A riferirlo, giovedì 23 aprile, il quotidiano arabo al-Araby al-Jadeed, il quale ha riportato che Mosca, Ankara e Teheran hanno ribadito l’importanza del cessate il fuoco e si sono impegnate per raggiungere una soluzione politica in Siria. Tuttavia, fonti locali hanno rivelato che, nella mattina del 23 aprile, le forze dell’esercito siriano, affiliato al presidente Bashar al-Assad, hanno condotto bombardamenti contro villaggi situati nella periferia Sud di Idlib. All’alba del medesimo giorno, un attacco missilistico ha interessato le aree di al-Fateera e Jabal al-Zawiya, a cui le forze di opposizione hanno cercato di rispondere. Parallelamente, aerei di ricognizione russi hanno continuato a sorvolare le zone meridionali del governatorato.

A detta delle organizzazioni umanitarie operanti nella regione, seppure sporadici, tali attacchi impediscono ai rifugiati di fare ritorno nelle proprie abitazioni, oltre a rappresentare una violazione della tregua stabilita il 5 marzo scorso dal presidente turco, Recep Tayyip Erdogan, ed il suo omologo russo, Vladimir Putin.

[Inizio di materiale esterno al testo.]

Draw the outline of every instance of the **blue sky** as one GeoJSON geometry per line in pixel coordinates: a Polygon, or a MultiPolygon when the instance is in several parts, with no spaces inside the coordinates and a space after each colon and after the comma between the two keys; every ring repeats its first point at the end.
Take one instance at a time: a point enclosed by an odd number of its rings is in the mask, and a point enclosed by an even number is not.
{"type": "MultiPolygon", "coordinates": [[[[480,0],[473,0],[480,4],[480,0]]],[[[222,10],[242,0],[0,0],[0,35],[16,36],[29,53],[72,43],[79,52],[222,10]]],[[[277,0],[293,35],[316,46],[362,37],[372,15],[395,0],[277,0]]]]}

In tale quadro, il 22 aprile, Ankara, Mosca e Teheran hanno tenuto un meeting da remoto, da inserirsi nei cosiddetti “colloqui di Astana”, in cui i tre Paesi svolgono il ruolo di garanti. L’obiettivo principale di tale ciclo di incontri è trovare una soluzione permanente al perdurante conflitto civile in Siria, toccando altresì tematiche quali l’elaborazione di una costituzione per il “dopoguerra”, la transizione politica, la sicurezza e il ritorno dei rifugiati. Il primo meeting si è tenuto nel mese di gennaio 2017 in Turchia, con l’obiettivo di rafforzare ulteriormente i colloqui di pace di Ginevra, promossi dalle Nazioni Unite, mentre l’ultimo, il 14esimo, ha avuto luogo il 10 e 11 dicembre 2019.

Nella dichiarazione congiunta rilasciata dopo l’incontro del 22 aprile, i ministri degli Esteri di Turchia, Russia e Iran hanno affermato che, sebbene Hayat Tahrir al-Sham abbia ostacolato più volte la tregua raggiunta il 5 marzo, l’accordo tra Mosca e Ankara ha consentito una fase di de-escalation nella regione Nord-occidentale di Idlib. Tuttavia, è ancora necessario impegnarsi nel separare i gruppi di opposizione moderati dai terroristi, così come bisogna sostenere le organizzazioni internazionali nel fornire aiuti ai civili siriani, soprattutto alla luce dello scoppio della pandemia di Covid-19.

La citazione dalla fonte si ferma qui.